Região apresenta a maior proporção de consumidores inadimplentes em agosto de 2026, aponta SPC Brasil: cerca de 6,82 milhões de pessoas.

A Região Norte registrou a maior proporção de consumidores negativados do Brasil em agosto de 2026. Segundo dados do SPC Brasil e da Confederação Nacional de Dirigentes Lojistas (CNDL), aproximadamente 6,82 milhões de pessoas estavam inadimplentes na região, o que equivale a 48,03% da população adulta local.

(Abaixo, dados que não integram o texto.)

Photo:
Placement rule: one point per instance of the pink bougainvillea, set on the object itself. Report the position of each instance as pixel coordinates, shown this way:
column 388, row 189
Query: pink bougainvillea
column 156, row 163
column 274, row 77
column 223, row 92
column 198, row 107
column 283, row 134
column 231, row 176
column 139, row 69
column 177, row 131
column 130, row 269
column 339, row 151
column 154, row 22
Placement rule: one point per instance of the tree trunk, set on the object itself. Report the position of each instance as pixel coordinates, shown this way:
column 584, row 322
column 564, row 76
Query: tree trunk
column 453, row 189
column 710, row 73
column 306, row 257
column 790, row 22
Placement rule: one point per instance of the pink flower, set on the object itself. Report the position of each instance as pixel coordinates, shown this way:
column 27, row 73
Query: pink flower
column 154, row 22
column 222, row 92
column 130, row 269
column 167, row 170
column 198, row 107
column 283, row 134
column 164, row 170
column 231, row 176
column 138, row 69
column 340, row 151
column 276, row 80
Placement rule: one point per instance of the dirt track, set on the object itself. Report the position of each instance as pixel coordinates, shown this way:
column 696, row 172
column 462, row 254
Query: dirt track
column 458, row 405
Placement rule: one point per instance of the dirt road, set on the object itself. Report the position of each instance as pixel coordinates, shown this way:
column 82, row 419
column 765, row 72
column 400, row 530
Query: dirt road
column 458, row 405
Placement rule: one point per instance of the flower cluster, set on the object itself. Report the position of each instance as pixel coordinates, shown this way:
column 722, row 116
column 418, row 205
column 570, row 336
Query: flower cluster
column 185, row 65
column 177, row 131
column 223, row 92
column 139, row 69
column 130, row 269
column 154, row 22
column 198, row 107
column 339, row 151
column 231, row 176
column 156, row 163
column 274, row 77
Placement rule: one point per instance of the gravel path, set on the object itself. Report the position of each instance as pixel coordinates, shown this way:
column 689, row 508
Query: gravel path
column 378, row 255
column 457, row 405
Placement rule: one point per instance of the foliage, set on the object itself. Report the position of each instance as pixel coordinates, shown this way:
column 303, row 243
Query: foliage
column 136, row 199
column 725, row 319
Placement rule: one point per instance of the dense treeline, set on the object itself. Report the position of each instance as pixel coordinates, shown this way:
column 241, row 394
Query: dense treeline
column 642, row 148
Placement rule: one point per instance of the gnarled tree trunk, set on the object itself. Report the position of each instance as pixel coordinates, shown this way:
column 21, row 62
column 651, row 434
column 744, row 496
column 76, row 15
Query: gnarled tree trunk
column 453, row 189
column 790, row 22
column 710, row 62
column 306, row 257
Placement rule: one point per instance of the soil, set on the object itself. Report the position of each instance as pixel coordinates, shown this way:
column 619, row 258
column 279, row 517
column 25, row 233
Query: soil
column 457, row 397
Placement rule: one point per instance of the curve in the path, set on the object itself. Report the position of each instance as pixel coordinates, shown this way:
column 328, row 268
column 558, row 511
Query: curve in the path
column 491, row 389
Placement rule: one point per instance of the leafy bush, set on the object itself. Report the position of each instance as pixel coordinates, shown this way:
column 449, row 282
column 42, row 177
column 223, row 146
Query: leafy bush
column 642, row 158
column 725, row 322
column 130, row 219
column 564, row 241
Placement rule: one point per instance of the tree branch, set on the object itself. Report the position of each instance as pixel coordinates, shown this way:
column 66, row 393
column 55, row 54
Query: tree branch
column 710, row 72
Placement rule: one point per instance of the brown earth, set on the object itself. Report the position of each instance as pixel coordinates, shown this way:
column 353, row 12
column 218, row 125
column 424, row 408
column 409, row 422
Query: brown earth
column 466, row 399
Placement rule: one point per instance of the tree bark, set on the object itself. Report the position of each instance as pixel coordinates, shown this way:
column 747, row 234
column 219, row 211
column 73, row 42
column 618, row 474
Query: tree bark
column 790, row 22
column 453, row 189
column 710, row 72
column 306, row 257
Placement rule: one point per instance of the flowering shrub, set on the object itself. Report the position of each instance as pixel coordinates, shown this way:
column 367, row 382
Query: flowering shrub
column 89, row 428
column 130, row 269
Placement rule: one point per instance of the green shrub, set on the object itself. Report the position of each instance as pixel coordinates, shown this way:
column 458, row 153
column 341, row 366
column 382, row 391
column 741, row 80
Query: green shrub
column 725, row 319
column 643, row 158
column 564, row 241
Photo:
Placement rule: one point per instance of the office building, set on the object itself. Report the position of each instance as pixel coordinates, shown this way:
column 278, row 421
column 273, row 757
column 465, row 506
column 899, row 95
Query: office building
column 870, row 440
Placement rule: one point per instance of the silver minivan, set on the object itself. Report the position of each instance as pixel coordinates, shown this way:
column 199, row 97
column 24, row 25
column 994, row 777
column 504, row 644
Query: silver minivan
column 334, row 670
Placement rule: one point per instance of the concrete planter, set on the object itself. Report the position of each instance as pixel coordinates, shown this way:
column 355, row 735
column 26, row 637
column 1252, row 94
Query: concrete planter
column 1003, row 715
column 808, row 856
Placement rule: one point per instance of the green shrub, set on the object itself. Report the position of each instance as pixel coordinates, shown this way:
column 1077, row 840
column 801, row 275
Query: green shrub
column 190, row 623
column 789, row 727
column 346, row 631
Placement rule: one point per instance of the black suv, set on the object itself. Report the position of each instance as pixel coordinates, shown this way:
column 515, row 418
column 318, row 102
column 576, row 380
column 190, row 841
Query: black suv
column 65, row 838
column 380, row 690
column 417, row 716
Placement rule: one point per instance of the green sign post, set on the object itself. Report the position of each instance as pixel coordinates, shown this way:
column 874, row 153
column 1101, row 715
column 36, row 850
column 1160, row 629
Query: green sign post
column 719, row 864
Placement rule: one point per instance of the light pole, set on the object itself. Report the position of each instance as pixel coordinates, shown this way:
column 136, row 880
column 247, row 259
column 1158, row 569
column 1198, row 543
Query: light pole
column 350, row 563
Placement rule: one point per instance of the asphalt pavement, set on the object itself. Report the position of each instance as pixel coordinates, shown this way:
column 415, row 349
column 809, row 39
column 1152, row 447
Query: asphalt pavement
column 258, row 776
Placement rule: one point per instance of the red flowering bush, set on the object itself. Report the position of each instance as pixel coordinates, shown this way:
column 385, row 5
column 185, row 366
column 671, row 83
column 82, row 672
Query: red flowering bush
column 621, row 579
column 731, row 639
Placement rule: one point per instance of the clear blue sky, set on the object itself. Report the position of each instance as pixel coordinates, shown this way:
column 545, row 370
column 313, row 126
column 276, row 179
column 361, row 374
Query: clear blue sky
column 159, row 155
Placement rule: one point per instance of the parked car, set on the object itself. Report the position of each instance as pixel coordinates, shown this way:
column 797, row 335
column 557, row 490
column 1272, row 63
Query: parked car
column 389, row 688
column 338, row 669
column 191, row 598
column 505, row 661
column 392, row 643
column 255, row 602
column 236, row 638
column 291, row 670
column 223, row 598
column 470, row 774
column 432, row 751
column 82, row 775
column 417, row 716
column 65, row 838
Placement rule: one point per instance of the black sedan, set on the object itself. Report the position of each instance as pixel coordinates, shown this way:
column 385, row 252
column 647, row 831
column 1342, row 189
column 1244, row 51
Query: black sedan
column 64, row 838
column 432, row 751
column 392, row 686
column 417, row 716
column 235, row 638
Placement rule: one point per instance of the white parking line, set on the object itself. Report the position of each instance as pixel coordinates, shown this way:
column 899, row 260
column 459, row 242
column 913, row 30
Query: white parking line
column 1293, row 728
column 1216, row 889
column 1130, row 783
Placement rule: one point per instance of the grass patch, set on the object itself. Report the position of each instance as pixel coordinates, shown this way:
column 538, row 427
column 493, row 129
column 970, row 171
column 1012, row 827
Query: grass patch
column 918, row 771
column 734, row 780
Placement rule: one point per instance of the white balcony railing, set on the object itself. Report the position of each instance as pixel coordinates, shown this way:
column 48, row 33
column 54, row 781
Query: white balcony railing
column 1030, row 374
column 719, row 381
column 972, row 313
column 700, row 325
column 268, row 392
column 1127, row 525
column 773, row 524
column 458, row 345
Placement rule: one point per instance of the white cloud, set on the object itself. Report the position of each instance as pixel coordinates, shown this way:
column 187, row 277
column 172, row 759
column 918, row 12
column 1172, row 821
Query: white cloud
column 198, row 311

No âmbito estadual, o Amazonas reflete esse cenário desafiador do Norte, enfrentando altos índices de endividamento impulsionados pelo custo de vida, severas secas que impactam a logística e o preço dos alimentos no interior, além do peso das despesas básicas no orçamento das famílias. Em todo o país, o total de inadimplentes chegou a 73,71 milhões de pessoas (43,90% dos adultos), com dívida média de R$ 5.190,28 por devedor.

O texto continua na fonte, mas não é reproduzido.